亜弥ちゃんはのんに話し終えると、よっちゃんに向き直って言った。

「ねぇ、寝ようかって言ったら頷いたって言ったよね?」

「うん、少なくとも私には頷いたように見えたね」

「って事はさ、あの人、話してる言葉の意味は分かるんじゃない?」

亜弥ちゃんの言葉にのんとよっちゃんは目を合わせ、亜弥ちゃんを見て、それから女の人を見た。

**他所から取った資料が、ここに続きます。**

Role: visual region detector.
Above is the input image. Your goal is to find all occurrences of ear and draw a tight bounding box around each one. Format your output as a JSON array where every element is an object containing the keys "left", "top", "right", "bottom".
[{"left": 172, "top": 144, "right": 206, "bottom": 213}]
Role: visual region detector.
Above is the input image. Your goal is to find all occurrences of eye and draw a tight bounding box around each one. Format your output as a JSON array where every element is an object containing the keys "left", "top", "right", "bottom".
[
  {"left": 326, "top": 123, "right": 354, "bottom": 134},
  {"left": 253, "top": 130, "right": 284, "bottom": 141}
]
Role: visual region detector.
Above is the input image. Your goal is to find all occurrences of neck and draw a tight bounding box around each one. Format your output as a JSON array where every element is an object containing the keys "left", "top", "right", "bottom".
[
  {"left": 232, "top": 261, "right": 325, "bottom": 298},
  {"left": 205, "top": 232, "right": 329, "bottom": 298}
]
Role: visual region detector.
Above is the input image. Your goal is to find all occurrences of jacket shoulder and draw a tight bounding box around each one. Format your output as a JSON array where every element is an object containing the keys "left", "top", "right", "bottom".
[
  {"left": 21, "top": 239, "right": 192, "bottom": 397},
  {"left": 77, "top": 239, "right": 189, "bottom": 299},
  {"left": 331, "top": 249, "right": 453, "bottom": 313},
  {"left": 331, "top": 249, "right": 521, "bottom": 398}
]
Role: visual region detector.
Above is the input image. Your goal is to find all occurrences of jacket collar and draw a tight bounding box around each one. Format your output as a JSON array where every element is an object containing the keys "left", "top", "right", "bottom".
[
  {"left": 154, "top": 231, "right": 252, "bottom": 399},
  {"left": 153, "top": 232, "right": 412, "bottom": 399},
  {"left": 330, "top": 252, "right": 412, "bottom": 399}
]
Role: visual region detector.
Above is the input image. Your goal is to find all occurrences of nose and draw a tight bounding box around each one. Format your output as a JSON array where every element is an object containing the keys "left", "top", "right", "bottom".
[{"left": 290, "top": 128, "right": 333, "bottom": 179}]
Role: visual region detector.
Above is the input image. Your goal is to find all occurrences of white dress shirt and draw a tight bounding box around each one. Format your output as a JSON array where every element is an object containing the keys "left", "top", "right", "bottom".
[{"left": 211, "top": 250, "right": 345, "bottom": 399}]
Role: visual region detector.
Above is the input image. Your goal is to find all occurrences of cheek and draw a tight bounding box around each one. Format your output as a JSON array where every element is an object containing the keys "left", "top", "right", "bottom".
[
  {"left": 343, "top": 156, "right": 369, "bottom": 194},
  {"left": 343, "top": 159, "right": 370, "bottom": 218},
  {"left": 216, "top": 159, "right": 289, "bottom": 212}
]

女の人は扇風機で遊ぶのを止めていた。飽きちゃったのかな?今はぼーっと窓から外の景色を見てる。
のんとよっちゃんは再び目を合わせた。亜弥ちゃんはあんな事言ったけど、実際どうしたらいいの?
よっちゃんも同じ事を思ったみたいで、二人で亜弥ちゃんを見た。
亜弥ちゃんは黙ったままのんとよっちゃんを睨んで「このヘタレ共が」と言った。
のんとよっちゃんは小さくなって「お願いします」としか言えなかった。
亜弥ちゃんははぁあ、と大きな溜息を吐くと、何でもないように、ごく自然に、女の人の隣に座った。
のんとよっちゃんはその様子をじっと見てる。

「外、好き?」

亜弥ちゃんが言った。

「んー?すき」

女の人が答える。「ホラ見ろ」と言いたげな偉そうな顔で亜弥ちゃんが見てきた。さすがあやや様。
亜弥ちゃんはのん達の方へ戻ってくると言った。

「外、好きだって。窓開けると飛び出しちゃうのもそのせいなんじゃない?」

「でもそこまで暴れるかぁ?」

「さぁ。とりあえずあの人のこと何も分かんないんだし、一つでも分かったからいいじゃん」

「・・・下らない事だけどな」

どかっと鈍い音がしてよっちゃんは亜弥ちゃんの右足に潰された。バイオレンスだ。
のんは亜弥ちゃんとよっちゃんに言った。

「ねぇ、外行こうよ」

「お、そうだね、行こう行こう!」

亜弥ちゃんは賛成してくれた。けどよっちゃんは亜弥ちゃんの足の下で「何で」って顔をしかめてる。

「だってひーちゃんち何もないじゃん、つまんない」

あれ、そっち?確かによっちゃんちは何もないみたいだけどさ。
のんだってそれは少し思ったけど、けど女の人が外好きって言うから、皆でお散歩にでも行こうかなぁと思ったんだけど。
亜弥ちゃんとよっちゃんはそんなのんを放ってぎゃーぎゃー言い合ってる。

「うるせーな、文句言うならさっさと帰れ」

「ヤダ!何で何もないのよこの家!」

「お金ないからしょうがないだろ!」

「けっ、このビンボー学生が」

「何だと!?」

「何よ?」

あーあーうるさい。全くこの二人は言い争いが大好きだなぁ。
去年、よっちゃんがまだ高校生やってた時もこんな風によく言い争いしてた。結局よっちゃんがいつも負けてたんだけど。
学習してないなぁ。やっぱりよっちゃんはバカなんだ。
亜弥ちゃんに一方的にまくしたてられるよっちゃんをぼーっと見てた。
あぁ暑い。頭がクラクラしてくる。早く外行こうよバカコンビ。

「あー、アナタはいま、あつい。ココは、うるさい。そとに、いきたい?」

ぼんやりしてたら声がした。
よっちゃんと亜弥ちゃんはまだぎゃーぎゃー言い合ってる。
バッと振り返った。

「バカコンビは、あれ?」

のんのすぐ後ろで、女の人がよっちゃんと亜弥ちゃんを指差して笑ってた。